Now, there are some caveats to what I explained above, e.g. actually Julia doesn't completely inline the full 100 functions, but it will only "unroll" these sort of recursions at compile-time up to a certain point (still does infers the types though).

And no need to preface with "maybe this is a stupid question" or anything; when it comes to these things there really aren't any stupid questions:) Julia is simple to get up and running with, but it's also very complex in the sense that you can always keep digging and optimizing.
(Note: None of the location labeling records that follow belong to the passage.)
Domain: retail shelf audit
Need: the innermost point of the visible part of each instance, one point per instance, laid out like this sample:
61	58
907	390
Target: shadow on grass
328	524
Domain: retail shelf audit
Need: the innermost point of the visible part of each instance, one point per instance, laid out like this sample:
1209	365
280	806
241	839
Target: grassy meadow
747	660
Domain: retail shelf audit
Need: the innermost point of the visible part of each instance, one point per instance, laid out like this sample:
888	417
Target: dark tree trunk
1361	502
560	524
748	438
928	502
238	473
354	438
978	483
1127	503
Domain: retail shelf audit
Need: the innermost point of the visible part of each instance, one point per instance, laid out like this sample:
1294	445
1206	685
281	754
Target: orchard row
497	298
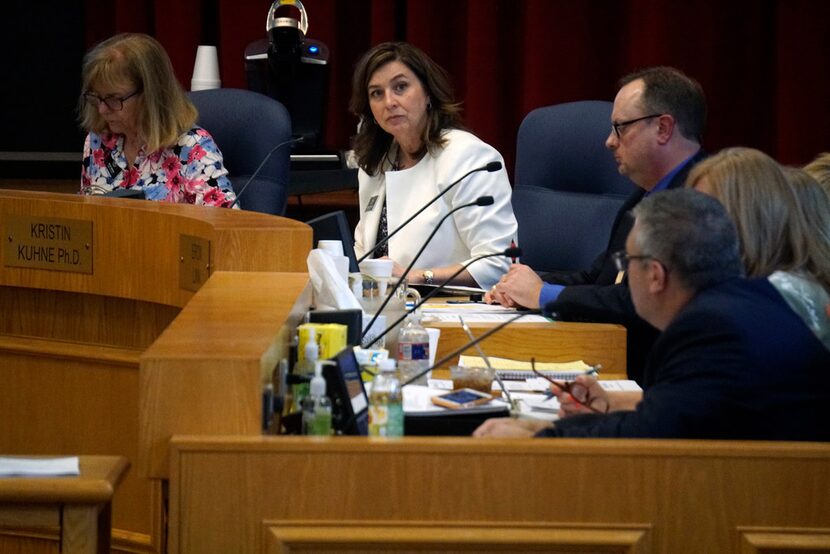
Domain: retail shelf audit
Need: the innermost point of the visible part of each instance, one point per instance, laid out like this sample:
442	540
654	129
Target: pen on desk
593	370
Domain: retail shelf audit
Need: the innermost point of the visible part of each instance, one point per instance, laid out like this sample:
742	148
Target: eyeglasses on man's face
114	103
622	259
620	124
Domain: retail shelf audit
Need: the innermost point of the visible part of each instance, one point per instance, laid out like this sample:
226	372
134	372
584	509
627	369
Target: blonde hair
164	111
820	169
772	224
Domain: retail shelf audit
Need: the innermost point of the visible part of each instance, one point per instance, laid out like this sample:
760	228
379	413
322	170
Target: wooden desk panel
144	236
247	495
77	506
70	343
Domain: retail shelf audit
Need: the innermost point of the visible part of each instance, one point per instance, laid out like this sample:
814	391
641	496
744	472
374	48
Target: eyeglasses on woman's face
114	103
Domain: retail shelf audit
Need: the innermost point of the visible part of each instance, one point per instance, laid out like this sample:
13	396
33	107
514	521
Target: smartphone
461	398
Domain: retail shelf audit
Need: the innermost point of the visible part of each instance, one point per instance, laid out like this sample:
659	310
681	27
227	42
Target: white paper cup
378	327
206	69
342	265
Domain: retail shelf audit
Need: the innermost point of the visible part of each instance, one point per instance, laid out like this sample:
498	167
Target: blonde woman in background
141	127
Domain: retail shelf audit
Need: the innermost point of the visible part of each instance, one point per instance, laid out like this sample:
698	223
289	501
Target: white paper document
39	467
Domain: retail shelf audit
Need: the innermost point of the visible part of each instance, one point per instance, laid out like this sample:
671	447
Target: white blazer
468	233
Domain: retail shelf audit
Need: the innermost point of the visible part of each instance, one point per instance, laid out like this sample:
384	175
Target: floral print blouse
190	172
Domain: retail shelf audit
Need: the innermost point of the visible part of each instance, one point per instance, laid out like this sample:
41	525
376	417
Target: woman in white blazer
409	148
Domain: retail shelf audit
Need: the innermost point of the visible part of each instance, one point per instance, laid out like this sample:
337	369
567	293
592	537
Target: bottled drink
305	368
413	349
386	403
317	406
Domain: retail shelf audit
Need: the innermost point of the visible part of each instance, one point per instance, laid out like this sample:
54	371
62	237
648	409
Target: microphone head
513	252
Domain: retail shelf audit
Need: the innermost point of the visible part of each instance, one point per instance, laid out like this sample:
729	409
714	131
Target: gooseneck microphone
261	165
458	351
490	167
480	201
510	252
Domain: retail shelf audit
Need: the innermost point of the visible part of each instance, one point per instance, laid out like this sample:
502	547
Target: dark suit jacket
592	295
736	363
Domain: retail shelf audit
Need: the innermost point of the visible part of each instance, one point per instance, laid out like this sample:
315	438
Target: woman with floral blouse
141	128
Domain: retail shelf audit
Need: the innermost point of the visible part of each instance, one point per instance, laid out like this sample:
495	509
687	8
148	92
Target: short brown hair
372	143
670	91
164	111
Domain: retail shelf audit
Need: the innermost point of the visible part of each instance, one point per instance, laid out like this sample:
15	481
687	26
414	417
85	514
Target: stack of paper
39	467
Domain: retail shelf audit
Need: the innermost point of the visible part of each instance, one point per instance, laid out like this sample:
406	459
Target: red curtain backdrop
763	64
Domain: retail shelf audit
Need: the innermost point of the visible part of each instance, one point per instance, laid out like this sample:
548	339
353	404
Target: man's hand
520	286
585	392
506	428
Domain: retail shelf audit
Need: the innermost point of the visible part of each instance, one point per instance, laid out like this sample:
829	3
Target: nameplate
194	262
48	243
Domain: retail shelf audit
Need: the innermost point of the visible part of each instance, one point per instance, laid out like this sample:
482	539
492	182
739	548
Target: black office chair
246	125
567	189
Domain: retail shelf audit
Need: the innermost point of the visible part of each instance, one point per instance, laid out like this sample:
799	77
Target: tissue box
330	336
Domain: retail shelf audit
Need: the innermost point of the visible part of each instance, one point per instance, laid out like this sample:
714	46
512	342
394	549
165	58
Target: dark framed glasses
622	259
618	125
114	103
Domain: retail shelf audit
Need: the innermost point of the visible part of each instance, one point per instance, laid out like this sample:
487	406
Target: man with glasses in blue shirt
657	125
734	361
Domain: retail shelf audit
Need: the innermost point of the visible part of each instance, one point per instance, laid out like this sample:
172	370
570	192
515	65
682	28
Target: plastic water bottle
386	403
317	406
413	349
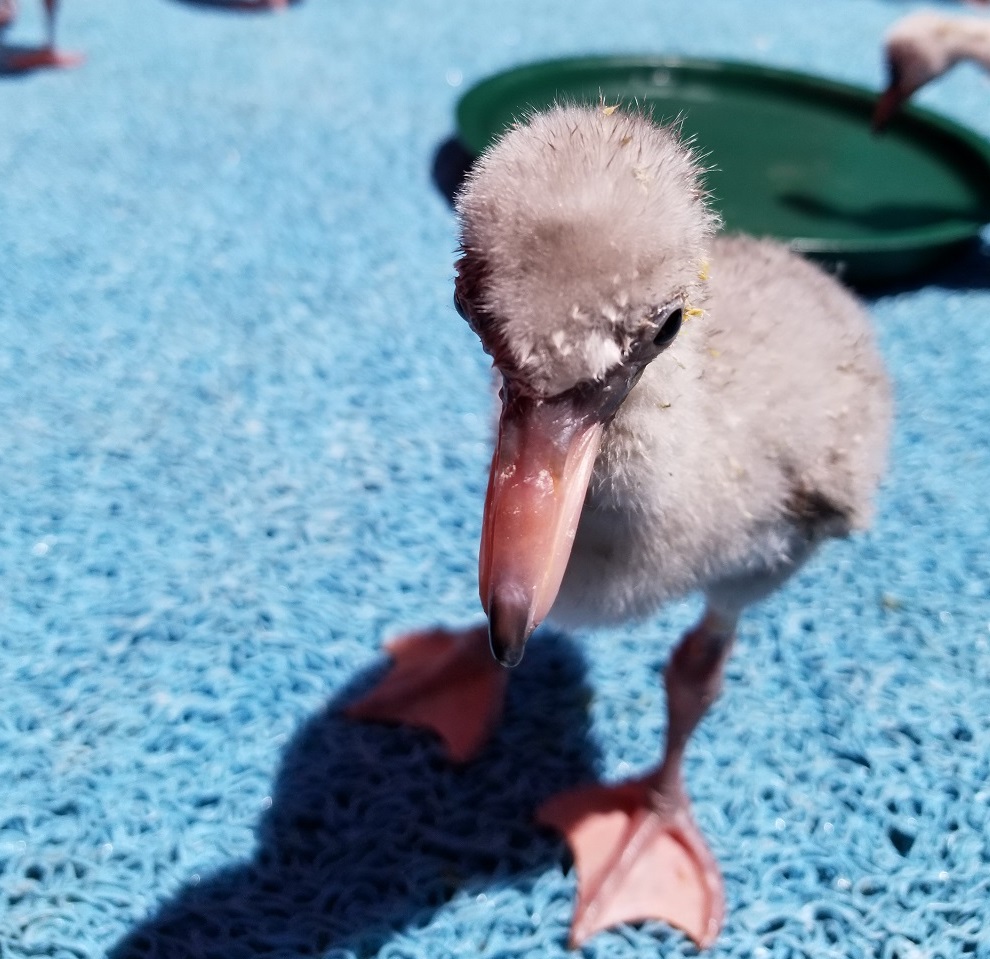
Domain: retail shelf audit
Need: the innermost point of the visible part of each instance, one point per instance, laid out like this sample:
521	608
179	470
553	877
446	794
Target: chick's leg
444	681
637	851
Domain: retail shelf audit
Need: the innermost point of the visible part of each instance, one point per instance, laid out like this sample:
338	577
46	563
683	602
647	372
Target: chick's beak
540	472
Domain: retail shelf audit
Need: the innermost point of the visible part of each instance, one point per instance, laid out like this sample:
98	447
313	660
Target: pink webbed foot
444	681
41	58
637	857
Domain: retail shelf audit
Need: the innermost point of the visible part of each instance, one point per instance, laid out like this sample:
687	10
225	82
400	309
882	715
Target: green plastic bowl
793	155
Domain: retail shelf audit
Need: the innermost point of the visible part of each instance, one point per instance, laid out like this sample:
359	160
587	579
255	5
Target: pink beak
540	473
890	102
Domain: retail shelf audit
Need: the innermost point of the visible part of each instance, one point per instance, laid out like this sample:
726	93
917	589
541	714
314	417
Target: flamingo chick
661	433
22	60
921	47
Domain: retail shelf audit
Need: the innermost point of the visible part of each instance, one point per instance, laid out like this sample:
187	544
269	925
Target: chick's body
760	432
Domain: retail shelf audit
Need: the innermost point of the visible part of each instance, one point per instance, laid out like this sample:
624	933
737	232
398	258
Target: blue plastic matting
243	440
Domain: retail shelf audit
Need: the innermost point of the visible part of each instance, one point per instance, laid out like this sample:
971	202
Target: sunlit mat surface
244	439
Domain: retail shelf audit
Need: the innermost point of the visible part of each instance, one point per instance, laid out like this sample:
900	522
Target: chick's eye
671	327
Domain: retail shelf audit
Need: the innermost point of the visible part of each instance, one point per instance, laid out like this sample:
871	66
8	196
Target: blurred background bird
21	59
923	46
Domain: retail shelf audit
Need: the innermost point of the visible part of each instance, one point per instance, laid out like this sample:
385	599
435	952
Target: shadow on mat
451	164
239	6
371	829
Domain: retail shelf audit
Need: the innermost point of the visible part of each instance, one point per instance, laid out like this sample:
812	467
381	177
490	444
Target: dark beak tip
508	630
509	657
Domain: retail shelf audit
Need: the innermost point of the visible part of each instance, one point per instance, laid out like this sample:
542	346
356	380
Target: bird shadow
21	61
371	830
451	164
240	6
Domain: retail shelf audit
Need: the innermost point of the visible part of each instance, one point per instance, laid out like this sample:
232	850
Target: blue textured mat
244	440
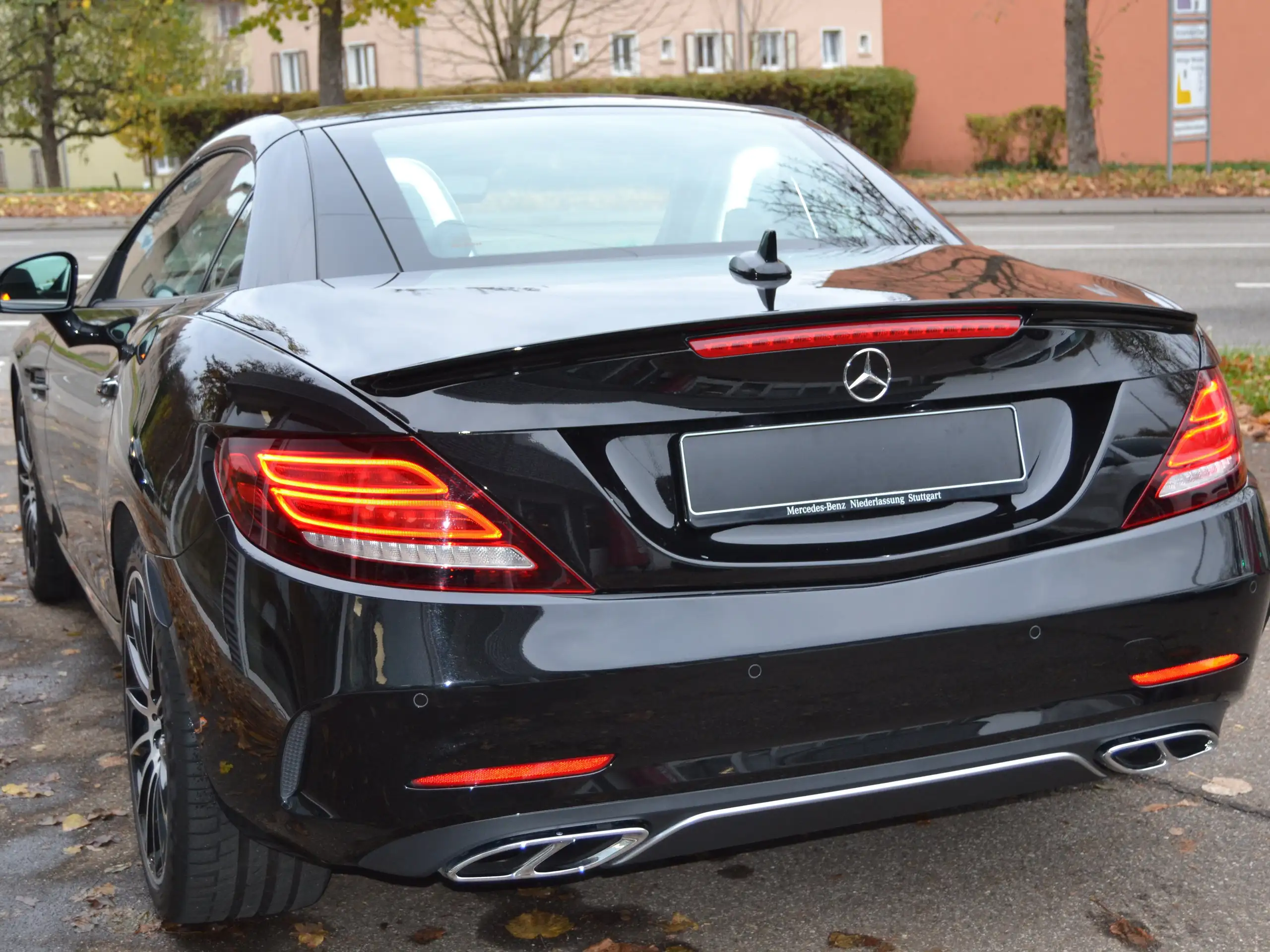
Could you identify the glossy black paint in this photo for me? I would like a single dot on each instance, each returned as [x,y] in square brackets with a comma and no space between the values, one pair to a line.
[562,387]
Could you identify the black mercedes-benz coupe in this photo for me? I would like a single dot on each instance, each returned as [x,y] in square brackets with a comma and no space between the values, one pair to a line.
[511,489]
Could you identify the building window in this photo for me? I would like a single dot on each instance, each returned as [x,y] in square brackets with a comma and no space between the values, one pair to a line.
[625,47]
[229,15]
[290,71]
[37,168]
[536,59]
[709,53]
[831,49]
[360,66]
[770,50]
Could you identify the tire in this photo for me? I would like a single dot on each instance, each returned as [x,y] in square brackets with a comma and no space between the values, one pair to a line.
[198,866]
[49,576]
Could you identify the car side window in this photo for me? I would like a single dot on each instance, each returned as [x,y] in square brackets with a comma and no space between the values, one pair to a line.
[229,264]
[176,247]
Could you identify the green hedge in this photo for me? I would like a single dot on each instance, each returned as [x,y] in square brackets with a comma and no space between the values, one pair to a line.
[870,107]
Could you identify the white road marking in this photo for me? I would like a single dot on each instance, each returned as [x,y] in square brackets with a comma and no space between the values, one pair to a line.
[1146,247]
[1037,228]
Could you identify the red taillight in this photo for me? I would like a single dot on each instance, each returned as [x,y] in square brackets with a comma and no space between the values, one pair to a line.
[517,773]
[851,334]
[384,510]
[1165,676]
[1205,462]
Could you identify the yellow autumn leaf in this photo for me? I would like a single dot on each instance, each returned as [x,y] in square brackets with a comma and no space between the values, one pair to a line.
[539,924]
[309,935]
[679,923]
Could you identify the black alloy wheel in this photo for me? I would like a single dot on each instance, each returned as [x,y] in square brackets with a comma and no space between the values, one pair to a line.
[149,763]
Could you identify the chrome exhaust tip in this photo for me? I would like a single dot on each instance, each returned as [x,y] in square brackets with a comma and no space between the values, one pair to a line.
[1155,753]
[547,857]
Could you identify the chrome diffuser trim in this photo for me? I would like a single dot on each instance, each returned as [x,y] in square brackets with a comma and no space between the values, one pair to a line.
[849,792]
[541,848]
[1159,743]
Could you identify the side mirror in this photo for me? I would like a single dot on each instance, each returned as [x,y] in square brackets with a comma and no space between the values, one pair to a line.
[40,285]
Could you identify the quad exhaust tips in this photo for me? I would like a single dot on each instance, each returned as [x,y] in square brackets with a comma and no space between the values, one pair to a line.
[1148,755]
[550,856]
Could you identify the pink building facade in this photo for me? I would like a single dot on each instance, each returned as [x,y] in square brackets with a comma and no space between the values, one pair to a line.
[995,56]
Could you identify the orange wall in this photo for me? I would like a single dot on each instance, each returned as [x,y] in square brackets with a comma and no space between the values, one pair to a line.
[994,56]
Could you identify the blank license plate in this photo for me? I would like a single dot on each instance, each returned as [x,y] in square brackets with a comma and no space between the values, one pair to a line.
[851,466]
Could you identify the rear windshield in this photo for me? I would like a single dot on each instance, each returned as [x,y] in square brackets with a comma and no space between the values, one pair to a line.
[564,182]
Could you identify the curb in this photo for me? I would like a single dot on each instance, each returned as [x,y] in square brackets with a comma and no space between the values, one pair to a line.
[112,223]
[1205,205]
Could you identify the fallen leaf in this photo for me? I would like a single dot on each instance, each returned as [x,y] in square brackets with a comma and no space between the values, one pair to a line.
[101,842]
[99,896]
[1132,933]
[611,946]
[855,940]
[27,791]
[531,926]
[679,923]
[309,935]
[1227,787]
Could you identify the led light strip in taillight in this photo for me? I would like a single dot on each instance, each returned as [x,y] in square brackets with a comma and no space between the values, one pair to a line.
[516,773]
[761,342]
[346,505]
[1205,462]
[1167,676]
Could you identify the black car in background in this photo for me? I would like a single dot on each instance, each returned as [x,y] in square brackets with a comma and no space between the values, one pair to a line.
[511,489]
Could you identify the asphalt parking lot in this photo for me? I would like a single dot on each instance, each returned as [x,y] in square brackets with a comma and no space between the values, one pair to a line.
[1095,867]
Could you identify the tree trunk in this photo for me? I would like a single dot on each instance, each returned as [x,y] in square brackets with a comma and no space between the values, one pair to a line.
[48,102]
[1082,144]
[330,53]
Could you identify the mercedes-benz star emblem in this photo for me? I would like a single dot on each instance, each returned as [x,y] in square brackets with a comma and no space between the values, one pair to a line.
[868,375]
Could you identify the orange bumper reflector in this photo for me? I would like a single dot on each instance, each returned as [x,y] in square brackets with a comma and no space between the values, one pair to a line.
[517,773]
[1148,680]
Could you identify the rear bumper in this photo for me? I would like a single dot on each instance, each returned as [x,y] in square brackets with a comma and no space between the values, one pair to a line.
[684,824]
[708,701]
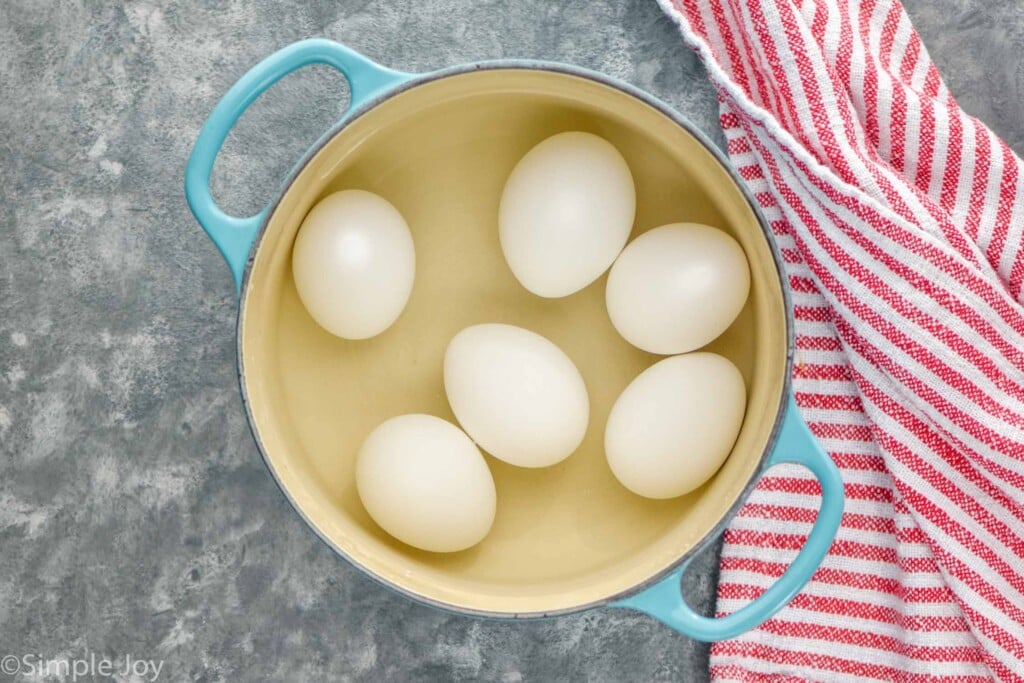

I came mostly from a Python background myself, so I'm still trying to figure this stuff out even after 3 years of Julia :sweat_smiley:

[zuhengxu]

In Julia, you can even inspect these things directly: ....

This is a ridiculously good explanation to my question and really elucidate many phenomenons I observed! Appreciate this awsome answer @torfjelde!

[torfjelde]

Awesome stuff @zuhengxu :)

[torfjelde]

I'll let you do the honour of hitting the big green merge button

[cpfiffer]

Really well done in here! I've been following a little bit and this looks really wonderful.